Come si legge in "Le più efficaci preghiere in suffragio dei defunti" a cura di Don Marcello Stanzione (edizioni Segno), la morte non è qualcosa di spaventoso per il cristiano. "Vita mutatur non tallitura" (la vita è cambiata non è tolta) ci fa recitare la Liturgia (Prefazio della messa dei defunti); dopo la morte la nostra anima continua a vivere, per chi muore in stato di grazia; essa entra in una vita migliore, nell'attesa di ritrovare il suo corpo il giorno del giudizio universale per farlo partecipare alla felicità eterna.
Un tempo, si legge nel libro di Stanzione, riguardo ai deceduti si diceva: "Ha ricevuto i sacramenti? Si è confessato? Ha perdonato?". Oggi invece si dice: "Ha sofferto?". Così spesso si nasconde ai malati la vicinanza della morte o per ignoranza (perché non si conoscono gli effetti dei sacramenti) o per mancanza di fede e di spirito cristiano. Purtroppo non si ha una concezione cristiana della morte e si pensa: "come reagirà il malato se si fa venire il sacerdote? Avrà paura, si dispererà?". Queste obiezioni purtroppo sono correnti.
Per confutarle Stanzione cita, il dottor Pierre Barbet, che fece il resoconto di una lunga esperienza: «Vi sono nella malattia, nelle sofferenze, delle grazie particolari delle quali noi medici constatiamo gli effetti, esse mettono per bontà divina i malati gravi e moribondi in uno stato migliore che non si può supporre e al quale non pensano ordinariamente le loro famiglie. E' un fatto sul quale occorre insistere perché è poco conosciuto e il fatto di non conoscerlo comporta ad ogni istante dei malintesi spaventosi, mentre facilita moltissimo tutti gli interventi dei parenti: il malato grave, il morente ha quasi sempre un desiderio segreto del sacerdote e dei soccorsi della religione».

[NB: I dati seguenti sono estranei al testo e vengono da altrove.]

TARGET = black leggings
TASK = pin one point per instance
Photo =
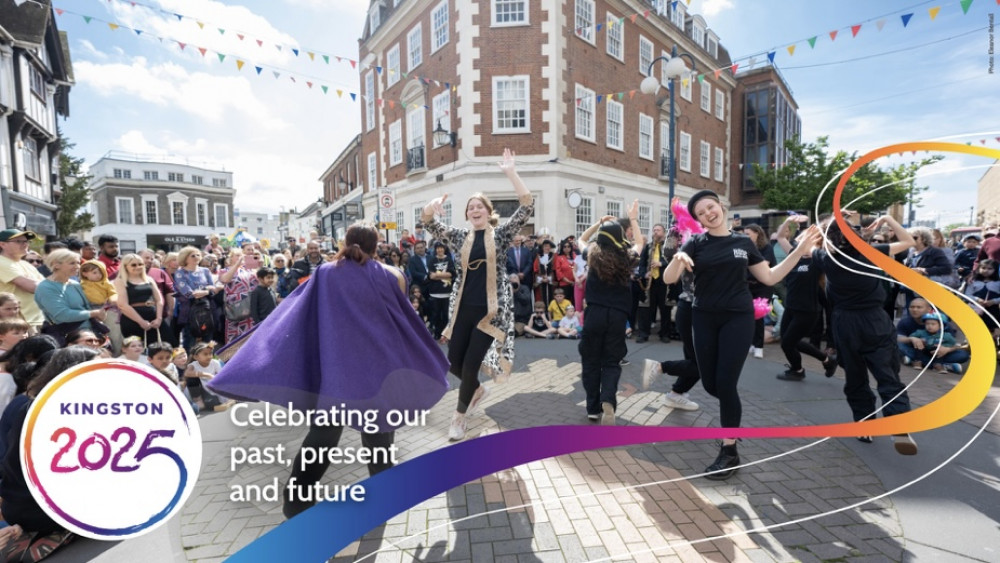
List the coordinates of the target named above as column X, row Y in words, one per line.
column 721, row 339
column 466, row 350
column 795, row 326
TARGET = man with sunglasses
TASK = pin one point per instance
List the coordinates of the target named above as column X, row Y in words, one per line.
column 18, row 276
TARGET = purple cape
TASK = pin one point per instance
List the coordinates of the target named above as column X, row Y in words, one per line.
column 348, row 338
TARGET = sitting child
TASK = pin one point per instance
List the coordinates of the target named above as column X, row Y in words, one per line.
column 538, row 324
column 930, row 336
column 570, row 327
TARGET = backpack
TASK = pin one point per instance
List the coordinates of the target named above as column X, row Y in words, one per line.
column 201, row 322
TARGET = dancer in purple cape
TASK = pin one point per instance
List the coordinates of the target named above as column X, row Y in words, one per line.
column 333, row 343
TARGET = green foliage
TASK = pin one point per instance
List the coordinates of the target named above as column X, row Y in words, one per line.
column 75, row 195
column 810, row 167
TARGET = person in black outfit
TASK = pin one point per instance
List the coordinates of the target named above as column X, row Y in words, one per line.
column 865, row 337
column 723, row 316
column 608, row 297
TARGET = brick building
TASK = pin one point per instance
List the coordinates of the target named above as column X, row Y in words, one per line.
column 536, row 77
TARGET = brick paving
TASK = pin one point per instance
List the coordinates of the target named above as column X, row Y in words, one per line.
column 619, row 504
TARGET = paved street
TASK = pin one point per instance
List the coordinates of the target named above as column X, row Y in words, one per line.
column 806, row 500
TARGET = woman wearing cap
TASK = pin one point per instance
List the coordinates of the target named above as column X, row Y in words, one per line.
column 722, row 312
column 481, row 312
column 609, row 299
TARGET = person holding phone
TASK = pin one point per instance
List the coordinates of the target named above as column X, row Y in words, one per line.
column 239, row 281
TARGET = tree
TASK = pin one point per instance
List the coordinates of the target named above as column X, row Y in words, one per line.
column 75, row 195
column 810, row 167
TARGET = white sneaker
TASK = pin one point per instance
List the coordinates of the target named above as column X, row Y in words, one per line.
column 456, row 431
column 650, row 369
column 678, row 401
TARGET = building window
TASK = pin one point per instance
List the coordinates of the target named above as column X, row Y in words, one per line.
column 395, row 142
column 177, row 212
column 511, row 112
column 584, row 113
column 439, row 26
column 32, row 166
column 585, row 20
column 392, row 65
column 645, row 55
column 126, row 216
column 415, row 40
column 616, row 116
column 442, row 111
column 616, row 37
column 685, row 160
column 372, row 171
column 151, row 215
column 510, row 12
column 584, row 215
column 704, row 156
column 221, row 216
column 645, row 137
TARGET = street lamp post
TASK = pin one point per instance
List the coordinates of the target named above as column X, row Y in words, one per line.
column 650, row 85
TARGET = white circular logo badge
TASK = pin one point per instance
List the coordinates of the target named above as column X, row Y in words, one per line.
column 111, row 449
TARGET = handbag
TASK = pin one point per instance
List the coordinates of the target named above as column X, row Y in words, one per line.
column 237, row 311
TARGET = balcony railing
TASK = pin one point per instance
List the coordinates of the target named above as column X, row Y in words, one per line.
column 415, row 159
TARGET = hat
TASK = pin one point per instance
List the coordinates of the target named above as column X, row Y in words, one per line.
column 699, row 196
column 8, row 234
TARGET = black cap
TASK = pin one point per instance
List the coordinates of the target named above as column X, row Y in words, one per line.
column 699, row 196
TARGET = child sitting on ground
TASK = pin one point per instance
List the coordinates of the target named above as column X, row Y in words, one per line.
column 570, row 327
column 539, row 325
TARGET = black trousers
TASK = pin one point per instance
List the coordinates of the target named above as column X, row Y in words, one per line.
column 466, row 350
column 866, row 341
column 720, row 341
column 795, row 326
column 686, row 369
column 601, row 349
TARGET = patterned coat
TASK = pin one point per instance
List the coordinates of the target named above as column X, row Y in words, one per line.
column 499, row 319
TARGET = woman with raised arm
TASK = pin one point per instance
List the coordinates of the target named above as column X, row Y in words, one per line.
column 481, row 311
column 722, row 311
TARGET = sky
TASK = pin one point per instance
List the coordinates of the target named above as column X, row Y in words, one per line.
column 136, row 93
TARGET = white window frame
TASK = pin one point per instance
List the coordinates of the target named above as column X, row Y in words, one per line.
column 704, row 159
column 616, row 37
column 415, row 54
column 440, row 20
column 395, row 142
column 497, row 80
column 441, row 106
column 645, row 136
column 615, row 125
column 392, row 66
column 586, row 122
column 225, row 215
column 645, row 60
column 684, row 153
column 130, row 220
column 496, row 4
column 583, row 26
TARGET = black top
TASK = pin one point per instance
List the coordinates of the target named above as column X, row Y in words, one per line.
column 720, row 271
column 474, row 290
column 802, row 286
column 849, row 290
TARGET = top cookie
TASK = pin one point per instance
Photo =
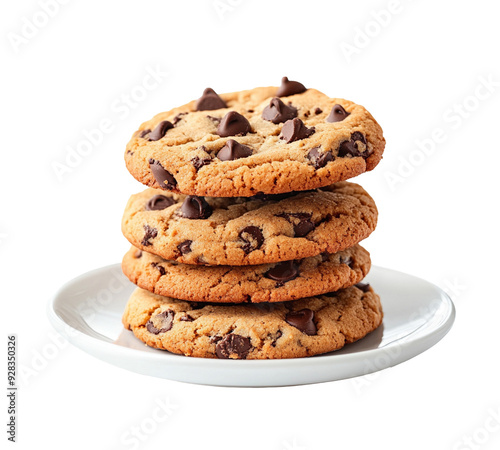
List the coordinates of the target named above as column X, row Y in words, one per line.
column 265, row 140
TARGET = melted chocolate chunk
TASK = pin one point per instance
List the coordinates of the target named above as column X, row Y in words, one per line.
column 233, row 150
column 161, row 323
column 198, row 162
column 295, row 130
column 233, row 124
column 149, row 233
column 160, row 130
column 345, row 260
column 319, row 159
column 195, row 207
column 279, row 333
column 252, row 237
column 350, row 148
column 159, row 202
column 209, row 101
column 184, row 247
column 290, row 88
column 233, row 345
column 303, row 320
column 278, row 112
column 163, row 177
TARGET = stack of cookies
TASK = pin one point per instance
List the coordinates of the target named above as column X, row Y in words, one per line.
column 246, row 243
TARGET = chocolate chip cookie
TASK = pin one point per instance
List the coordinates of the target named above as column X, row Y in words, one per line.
column 265, row 140
column 241, row 231
column 305, row 327
column 288, row 280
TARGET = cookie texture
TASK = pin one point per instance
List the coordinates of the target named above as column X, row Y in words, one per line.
column 241, row 231
column 265, row 140
column 289, row 280
column 296, row 329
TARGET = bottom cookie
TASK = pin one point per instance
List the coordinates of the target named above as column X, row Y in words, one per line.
column 294, row 329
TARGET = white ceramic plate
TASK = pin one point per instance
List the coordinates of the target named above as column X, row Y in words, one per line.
column 417, row 314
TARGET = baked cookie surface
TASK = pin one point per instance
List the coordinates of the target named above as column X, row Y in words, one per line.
column 289, row 280
column 296, row 329
column 265, row 140
column 242, row 231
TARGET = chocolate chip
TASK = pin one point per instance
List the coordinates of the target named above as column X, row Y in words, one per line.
column 160, row 268
column 278, row 112
column 358, row 136
column 345, row 260
column 178, row 118
column 278, row 335
column 149, row 233
column 161, row 323
column 209, row 101
column 185, row 247
column 337, row 114
column 283, row 272
column 159, row 202
column 290, row 88
column 365, row 287
column 198, row 162
column 303, row 226
column 252, row 237
column 319, row 159
column 294, row 130
column 195, row 207
column 233, row 124
column 160, row 130
column 233, row 150
column 350, row 148
column 163, row 177
column 303, row 320
column 233, row 345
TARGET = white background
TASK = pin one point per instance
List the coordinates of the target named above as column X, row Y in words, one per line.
column 438, row 220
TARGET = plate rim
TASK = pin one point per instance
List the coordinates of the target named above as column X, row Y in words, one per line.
column 434, row 334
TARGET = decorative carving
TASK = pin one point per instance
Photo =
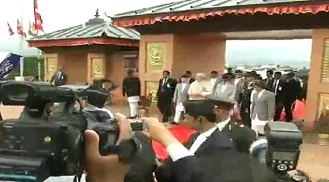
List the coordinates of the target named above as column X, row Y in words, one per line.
column 322, row 119
column 156, row 56
column 97, row 68
column 323, row 107
column 51, row 69
column 325, row 62
column 151, row 90
column 97, row 71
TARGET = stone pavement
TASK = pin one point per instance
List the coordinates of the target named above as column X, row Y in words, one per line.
column 314, row 159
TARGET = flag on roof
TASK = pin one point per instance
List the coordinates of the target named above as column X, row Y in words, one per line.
column 8, row 61
column 37, row 17
column 32, row 31
column 20, row 30
column 10, row 30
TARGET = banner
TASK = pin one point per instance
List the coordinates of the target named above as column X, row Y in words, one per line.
column 8, row 61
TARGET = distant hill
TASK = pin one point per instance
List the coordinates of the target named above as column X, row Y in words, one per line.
column 237, row 52
column 12, row 44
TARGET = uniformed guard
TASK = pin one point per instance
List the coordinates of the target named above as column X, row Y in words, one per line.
column 244, row 98
column 241, row 135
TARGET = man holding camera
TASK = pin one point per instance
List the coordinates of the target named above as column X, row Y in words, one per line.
column 241, row 135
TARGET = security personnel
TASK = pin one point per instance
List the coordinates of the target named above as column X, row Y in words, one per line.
column 241, row 135
column 244, row 98
column 207, row 143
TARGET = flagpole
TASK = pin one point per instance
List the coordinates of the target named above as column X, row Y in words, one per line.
column 22, row 42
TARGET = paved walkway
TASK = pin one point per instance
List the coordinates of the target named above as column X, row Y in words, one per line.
column 314, row 159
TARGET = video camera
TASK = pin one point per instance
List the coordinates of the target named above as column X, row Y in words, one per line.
column 280, row 149
column 41, row 143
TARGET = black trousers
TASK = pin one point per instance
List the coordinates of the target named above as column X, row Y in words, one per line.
column 165, row 107
column 287, row 105
column 288, row 110
column 245, row 116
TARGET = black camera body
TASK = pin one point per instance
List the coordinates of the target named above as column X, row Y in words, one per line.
column 283, row 150
column 40, row 144
column 280, row 149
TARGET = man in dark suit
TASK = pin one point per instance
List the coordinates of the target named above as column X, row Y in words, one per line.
column 190, row 76
column 277, row 90
column 244, row 98
column 59, row 78
column 141, row 170
column 291, row 89
column 208, row 141
column 165, row 95
column 269, row 80
column 241, row 135
column 209, row 156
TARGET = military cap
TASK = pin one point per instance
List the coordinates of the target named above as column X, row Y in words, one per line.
column 225, row 76
column 249, row 74
column 221, row 103
column 200, row 108
column 238, row 71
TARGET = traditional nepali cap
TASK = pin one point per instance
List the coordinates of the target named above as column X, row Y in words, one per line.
column 238, row 71
column 249, row 74
column 221, row 103
column 199, row 108
column 225, row 76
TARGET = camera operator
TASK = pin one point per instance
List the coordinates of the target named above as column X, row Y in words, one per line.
column 106, row 168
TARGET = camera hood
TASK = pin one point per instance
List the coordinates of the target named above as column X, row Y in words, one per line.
column 33, row 94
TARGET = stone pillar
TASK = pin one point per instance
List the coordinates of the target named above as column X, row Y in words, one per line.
column 318, row 83
column 50, row 66
column 96, row 66
column 178, row 53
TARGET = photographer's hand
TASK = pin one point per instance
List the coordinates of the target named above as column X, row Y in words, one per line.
column 106, row 168
column 158, row 132
column 102, row 168
column 124, row 127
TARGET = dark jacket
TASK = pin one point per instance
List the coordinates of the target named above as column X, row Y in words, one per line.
column 241, row 135
column 141, row 170
column 59, row 80
column 166, row 91
column 187, row 169
column 291, row 90
column 131, row 86
column 269, row 83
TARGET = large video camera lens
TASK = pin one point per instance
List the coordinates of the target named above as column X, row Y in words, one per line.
column 284, row 140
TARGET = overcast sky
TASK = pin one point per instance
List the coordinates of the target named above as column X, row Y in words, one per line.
column 58, row 14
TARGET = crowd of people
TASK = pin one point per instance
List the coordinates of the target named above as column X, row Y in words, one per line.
column 228, row 110
column 256, row 100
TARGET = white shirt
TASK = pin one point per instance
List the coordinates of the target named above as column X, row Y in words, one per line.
column 224, row 86
column 177, row 151
column 197, row 88
column 201, row 139
column 221, row 125
column 183, row 87
column 276, row 84
column 212, row 82
column 236, row 81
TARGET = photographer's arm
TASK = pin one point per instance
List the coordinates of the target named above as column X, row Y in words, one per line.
column 106, row 168
column 102, row 168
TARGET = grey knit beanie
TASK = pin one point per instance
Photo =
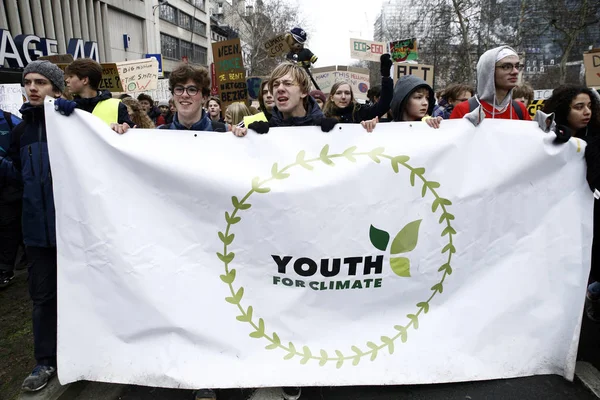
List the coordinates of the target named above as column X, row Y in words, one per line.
column 49, row 70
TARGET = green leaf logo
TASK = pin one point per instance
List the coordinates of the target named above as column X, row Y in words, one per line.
column 380, row 239
column 406, row 239
column 404, row 242
column 401, row 266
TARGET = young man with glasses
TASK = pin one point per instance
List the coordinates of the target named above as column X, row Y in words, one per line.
column 190, row 87
column 497, row 74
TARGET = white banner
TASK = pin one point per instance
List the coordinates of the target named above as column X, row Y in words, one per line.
column 409, row 255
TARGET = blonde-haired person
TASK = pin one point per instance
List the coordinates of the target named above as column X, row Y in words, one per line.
column 235, row 113
column 137, row 114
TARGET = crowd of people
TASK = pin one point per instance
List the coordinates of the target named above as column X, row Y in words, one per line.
column 286, row 99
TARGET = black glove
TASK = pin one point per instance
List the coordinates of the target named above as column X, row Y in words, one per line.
column 327, row 124
column 65, row 107
column 259, row 127
column 563, row 134
column 386, row 65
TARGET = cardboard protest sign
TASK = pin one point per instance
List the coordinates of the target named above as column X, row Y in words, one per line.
column 423, row 71
column 58, row 58
column 533, row 106
column 276, row 46
column 591, row 61
column 357, row 78
column 110, row 77
column 254, row 83
column 366, row 49
column 229, row 68
column 11, row 98
column 404, row 50
column 138, row 75
column 542, row 94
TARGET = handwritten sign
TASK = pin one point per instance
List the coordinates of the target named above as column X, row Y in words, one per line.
column 423, row 71
column 254, row 83
column 591, row 61
column 534, row 106
column 366, row 49
column 276, row 46
column 231, row 75
column 542, row 94
column 110, row 77
column 11, row 98
column 404, row 50
column 138, row 75
column 357, row 78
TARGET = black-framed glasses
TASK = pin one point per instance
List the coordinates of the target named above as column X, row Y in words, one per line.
column 510, row 67
column 191, row 90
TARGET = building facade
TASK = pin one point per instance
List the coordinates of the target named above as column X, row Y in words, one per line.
column 184, row 33
column 106, row 30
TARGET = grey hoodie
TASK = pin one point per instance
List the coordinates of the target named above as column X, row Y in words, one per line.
column 486, row 80
column 403, row 89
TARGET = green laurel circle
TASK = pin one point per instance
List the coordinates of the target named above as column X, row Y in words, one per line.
column 371, row 349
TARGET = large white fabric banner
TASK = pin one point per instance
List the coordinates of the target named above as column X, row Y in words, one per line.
column 408, row 255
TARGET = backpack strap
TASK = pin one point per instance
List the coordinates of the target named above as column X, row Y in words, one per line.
column 518, row 109
column 473, row 104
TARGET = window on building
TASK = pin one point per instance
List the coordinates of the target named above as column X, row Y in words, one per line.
column 168, row 46
column 199, row 27
column 197, row 3
column 185, row 21
column 168, row 13
column 185, row 49
column 200, row 55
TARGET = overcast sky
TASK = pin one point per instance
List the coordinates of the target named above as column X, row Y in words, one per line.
column 331, row 24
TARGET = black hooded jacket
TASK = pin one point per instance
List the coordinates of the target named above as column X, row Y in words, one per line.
column 356, row 113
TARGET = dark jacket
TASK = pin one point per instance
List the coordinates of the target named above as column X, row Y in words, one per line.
column 402, row 91
column 312, row 117
column 156, row 116
column 356, row 113
column 11, row 190
column 205, row 124
column 89, row 105
column 30, row 163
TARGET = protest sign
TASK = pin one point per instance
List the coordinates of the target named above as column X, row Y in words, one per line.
column 357, row 78
column 138, row 75
column 11, row 98
column 58, row 58
column 319, row 260
column 542, row 94
column 277, row 46
column 404, row 50
column 366, row 49
column 161, row 93
column 591, row 61
column 423, row 71
column 533, row 106
column 253, row 83
column 110, row 77
column 231, row 75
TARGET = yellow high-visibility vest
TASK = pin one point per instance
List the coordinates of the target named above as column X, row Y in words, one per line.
column 108, row 110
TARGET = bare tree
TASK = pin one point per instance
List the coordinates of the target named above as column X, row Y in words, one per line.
column 260, row 23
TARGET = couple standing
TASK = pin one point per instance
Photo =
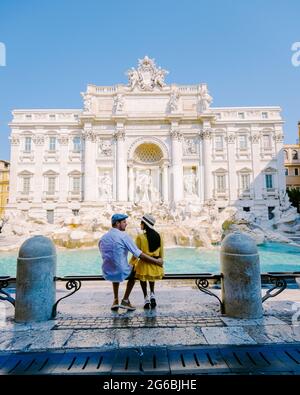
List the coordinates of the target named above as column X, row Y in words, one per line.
column 146, row 263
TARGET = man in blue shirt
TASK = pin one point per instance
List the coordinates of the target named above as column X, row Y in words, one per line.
column 114, row 247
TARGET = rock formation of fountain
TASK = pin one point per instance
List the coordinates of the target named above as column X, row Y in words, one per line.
column 183, row 224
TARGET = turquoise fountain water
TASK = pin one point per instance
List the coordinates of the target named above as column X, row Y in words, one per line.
column 273, row 257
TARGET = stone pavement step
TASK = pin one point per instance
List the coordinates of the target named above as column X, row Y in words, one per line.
column 250, row 359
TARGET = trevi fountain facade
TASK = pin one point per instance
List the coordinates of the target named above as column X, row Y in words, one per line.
column 148, row 146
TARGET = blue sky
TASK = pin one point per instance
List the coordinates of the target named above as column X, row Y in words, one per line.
column 242, row 50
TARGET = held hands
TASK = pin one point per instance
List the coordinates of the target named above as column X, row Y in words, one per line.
column 160, row 262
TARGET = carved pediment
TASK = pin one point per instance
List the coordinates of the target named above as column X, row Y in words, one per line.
column 147, row 76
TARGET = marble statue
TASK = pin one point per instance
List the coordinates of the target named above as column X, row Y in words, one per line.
column 118, row 103
column 189, row 147
column 144, row 186
column 205, row 99
column 133, row 77
column 105, row 186
column 173, row 102
column 87, row 103
column 189, row 182
column 105, row 148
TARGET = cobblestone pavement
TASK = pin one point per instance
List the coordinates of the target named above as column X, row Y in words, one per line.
column 183, row 317
column 137, row 322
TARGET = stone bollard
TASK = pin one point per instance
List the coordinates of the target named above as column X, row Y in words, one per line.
column 241, row 284
column 35, row 285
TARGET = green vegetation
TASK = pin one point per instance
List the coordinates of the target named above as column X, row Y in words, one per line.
column 294, row 195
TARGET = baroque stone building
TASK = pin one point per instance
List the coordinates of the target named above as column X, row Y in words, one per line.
column 4, row 186
column 292, row 163
column 146, row 142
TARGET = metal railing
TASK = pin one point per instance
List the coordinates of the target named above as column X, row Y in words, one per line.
column 277, row 280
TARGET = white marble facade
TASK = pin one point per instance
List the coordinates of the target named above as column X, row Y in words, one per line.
column 146, row 141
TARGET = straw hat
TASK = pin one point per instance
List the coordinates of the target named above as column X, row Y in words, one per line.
column 149, row 220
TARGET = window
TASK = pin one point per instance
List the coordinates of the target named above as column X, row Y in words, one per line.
column 52, row 143
column 50, row 216
column 245, row 181
column 270, row 212
column 27, row 144
column 221, row 183
column 295, row 155
column 267, row 141
column 76, row 185
column 243, row 142
column 76, row 144
column 269, row 181
column 219, row 142
column 26, row 185
column 51, row 185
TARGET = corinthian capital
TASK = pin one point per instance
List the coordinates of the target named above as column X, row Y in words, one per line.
column 278, row 137
column 175, row 134
column 63, row 140
column 119, row 134
column 15, row 140
column 230, row 138
column 206, row 134
column 38, row 140
column 89, row 134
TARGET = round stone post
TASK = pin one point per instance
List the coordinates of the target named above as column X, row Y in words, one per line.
column 35, row 285
column 241, row 284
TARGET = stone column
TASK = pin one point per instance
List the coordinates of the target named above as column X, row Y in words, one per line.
column 131, row 183
column 232, row 176
column 177, row 169
column 38, row 182
column 206, row 154
column 165, row 183
column 278, row 137
column 258, row 181
column 64, row 182
column 90, row 171
column 14, row 159
column 121, row 164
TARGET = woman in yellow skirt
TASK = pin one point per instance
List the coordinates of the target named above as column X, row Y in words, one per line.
column 150, row 242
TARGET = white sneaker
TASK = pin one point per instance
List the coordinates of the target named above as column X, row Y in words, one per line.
column 147, row 304
column 152, row 300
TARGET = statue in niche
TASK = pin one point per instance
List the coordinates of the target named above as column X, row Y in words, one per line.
column 105, row 186
column 159, row 77
column 133, row 77
column 205, row 99
column 105, row 148
column 87, row 103
column 189, row 183
column 118, row 103
column 189, row 147
column 144, row 186
column 173, row 102
column 284, row 200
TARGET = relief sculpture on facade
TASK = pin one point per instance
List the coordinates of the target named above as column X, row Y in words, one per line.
column 105, row 186
column 147, row 76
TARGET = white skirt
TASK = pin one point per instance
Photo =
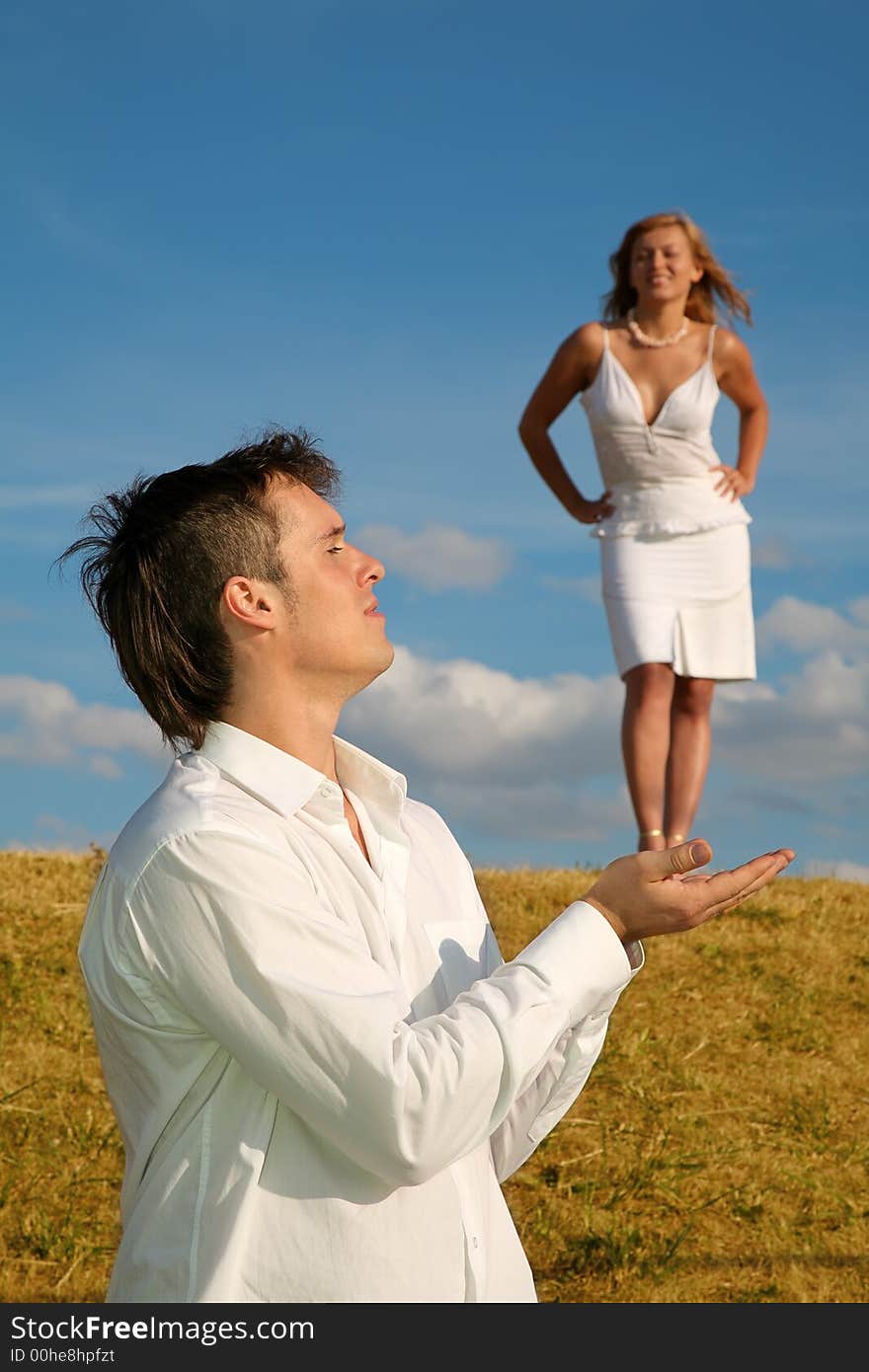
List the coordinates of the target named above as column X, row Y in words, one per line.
column 684, row 598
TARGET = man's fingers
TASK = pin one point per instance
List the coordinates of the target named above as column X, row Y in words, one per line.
column 728, row 888
column 669, row 862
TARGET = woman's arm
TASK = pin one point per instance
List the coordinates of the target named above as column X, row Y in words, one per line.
column 570, row 370
column 739, row 383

QUANDO DARE L'UNZIONE DEGLI INFERMI
L'autore del libro fa una sollecitazione ai lettori: domandate fin da adesso ai vostri cari che abbiano il coraggio di avvertirvi quando la morte sarà vicina o di farvi avvertire da un sacerdote. Certamente occorrerà farlo sempre con delicatezza e prudenza. Va ricordato che a Chiesa raccomanda di ricevere i sacramenti quando si è ancora sani di mente e con qualche speranza di vita. Infatti il Catechismo del Concilio di Trento, al paragrafo 269, afferma: "Ricordiamo che cadono in grave colpa coloro i quali sogliono ungere i malati solo quando, svanita ogni speranza di guarigione, cominciano a perdere i sensi e la vita. Invece è certo che a conseguire più abbondante la grazia sacramentale, giova moltissimo che al malato sia applicato l'olio santo quando ancora conserva lucide l'intelligenza, pronta la ragione e pia la volontà".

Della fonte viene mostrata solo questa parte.